The correlations between percentage of CD68+ TAMs and the stage categories in thymoma and thymic carcinoma were shown in Table 4, which were not statistically significantly different (p = 0.853 and p = 0.262) (Table 4a).

The percentage of CD163+ macrophages varied from 4.95% to 10.4% with a median of 7.28% in normal thymic samples. The percentage of CD163+ TAMs varied from 4.38% to 23.98% with a median of 9.23% in thymoma samples (Figure 1E), and 6.53% to 33.26% with a median of 14.55% in thymic carcinoma samples (Figure 1F). Regarding the positivity for CD163, the thymoma and thymic carcinoma samples were categorized into two groups on the basis of the 7.28% cut-off point that indicates the median in normal thymic samples. A high percentage of CD163+ TAMs was observed in 93.8% (15/16) of thymic carcinoma samples and 64.2% (34/53) of thymoma samples (including 2 type A, 12 type AB, 6 type B1, 10 type B2 and 4 type B3), which were statisfically significantly different (p = 0.024) (Table 3b).

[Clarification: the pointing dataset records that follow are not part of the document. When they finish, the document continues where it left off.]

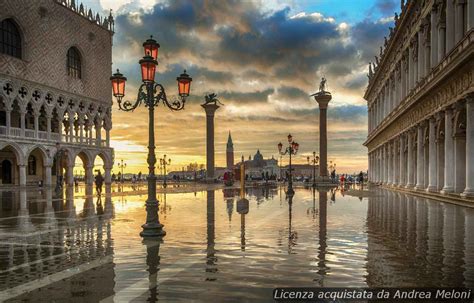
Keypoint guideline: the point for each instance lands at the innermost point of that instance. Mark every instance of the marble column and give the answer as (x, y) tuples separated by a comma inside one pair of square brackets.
[(89, 174), (432, 178), (459, 163), (410, 165), (448, 152), (323, 99), (470, 15), (210, 109), (441, 40), (402, 180), (458, 19), (411, 71), (47, 175), (395, 168), (22, 172), (420, 159), (449, 25), (49, 116), (421, 53), (469, 190), (434, 35)]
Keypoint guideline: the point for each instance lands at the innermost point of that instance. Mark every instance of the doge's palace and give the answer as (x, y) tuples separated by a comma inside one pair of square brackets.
[(55, 100), (421, 100)]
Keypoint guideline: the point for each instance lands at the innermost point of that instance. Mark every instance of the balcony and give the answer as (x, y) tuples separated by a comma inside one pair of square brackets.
[(42, 136)]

Moreover, the percentage of samples with a large number of CD163+ TAMs was higher in the thymic carcinoma samples than in the thymoma samples.

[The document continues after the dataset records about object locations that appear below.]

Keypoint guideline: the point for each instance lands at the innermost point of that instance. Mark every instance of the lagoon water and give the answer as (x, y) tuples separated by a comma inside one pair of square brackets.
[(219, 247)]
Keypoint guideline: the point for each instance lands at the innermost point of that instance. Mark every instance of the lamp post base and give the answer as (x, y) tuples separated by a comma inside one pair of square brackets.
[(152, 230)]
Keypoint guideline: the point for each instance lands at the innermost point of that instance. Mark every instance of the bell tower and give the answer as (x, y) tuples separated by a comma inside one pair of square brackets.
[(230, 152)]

The correlations between percentage of CD163+ TAMs and the stage categories in thymoma and thymic carcinoma were shown in Table 4, which were not statistically significantly different (p = 0.754 and p = 0.138) (Table 4b).

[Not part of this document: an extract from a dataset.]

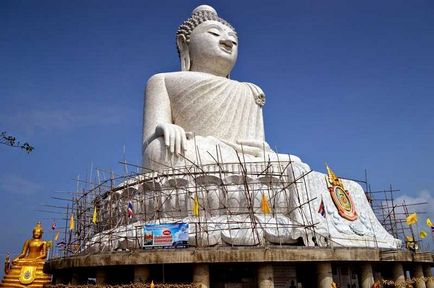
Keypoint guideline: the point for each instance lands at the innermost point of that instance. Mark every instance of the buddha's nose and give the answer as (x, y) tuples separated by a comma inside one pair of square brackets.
[(227, 43)]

The percentage of S100+ DCs varied from 0.41% to 5.02% with a median of 1.50% in normal thymic samples, 0.13% to 4.45% with a median of 1.28% in thymoma samples (Figure 1G), and 0.06% to 3.99% with a median of 0.79% in thymic carcinoma samples (Figure 1H). Regarding the positivity for S100, the thymoma and thymic carcinoma samples were categorized into two groups on the basis of the 1.50% cut-off point that indicates the median in normal thymic samples. A high percentage of S100+ DCs was observed in 12.5% (2/16) of thymic carcinoma samples and 43.4% (23/53) of thymoma samples (including 1 type A, 4 type AB, 5 type B1, 9 type B2 and 4 type B3), which were statistically significantly different (p = 0.021) (Table 3c). Moreovers, the percentage of samples with a large number of S100+ DCs was higher in the thymoma samples than in the thymic carcinoma samples.

The correlations between percentage of S100+ DCs and the stage categories in thymoma and thymic carcinoma were shown in Table 4, which were not statistically significantly different (p = 0.279 and p = 0.691) (Table 4c).